To start, set boundaries and expectations with your spouse, partner, or roommate. Let them know when and where you plan to work so you can work around each other. Try to stick to those boundaries, too, especially if he or she also works from home. For example, limit the ad hoc chit chat by planning to catch up during your lunch break.
Let’s also remember that a traditional office environment is full of distractions: coworkers popping by to catch up; Slack notifications; meetings about meetings. Distractions are a part of your workday anyway, so don’t get too bogged down worrying about the new ones you’ll face working from home. If you manage to be productive in an open floor plan, you can do it with a few furry pals begging for your attention at home, too.

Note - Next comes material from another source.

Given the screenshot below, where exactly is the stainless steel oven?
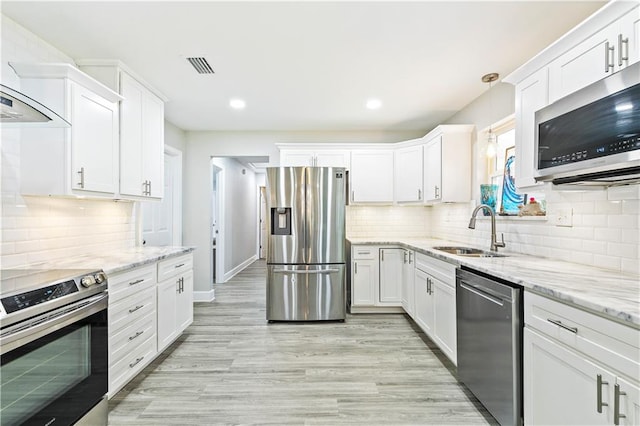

A big part of staying focused is remembering to take breaks. Take a coffee break, a lunch break, a gym break, or even a power nap. Recharging is key to remote work. However, remembering to take a break won’t be dictated by a colleague pinging you to grab lunch. Getting up from your computer every 20 minutes or so to combat the negative effects of sitting is a good habit to get into anyway, regardless of whether you’re at the office or home. Set reminders to break for lunch, if you need them. An app like Stand Up! is helpful for remembering to take a break from sitting. You can also squeeze in a quick meditation session with Calm if you don’t feel like venturing far but need a mental break.
Remote work will challenge you to create boundaries that weren’t needed before, but it also allows you to design a workday that works for you. Once you’ve established your new routine, I hope that you’ll see remote work as not just the future of work, but the future of how you’ll work, too.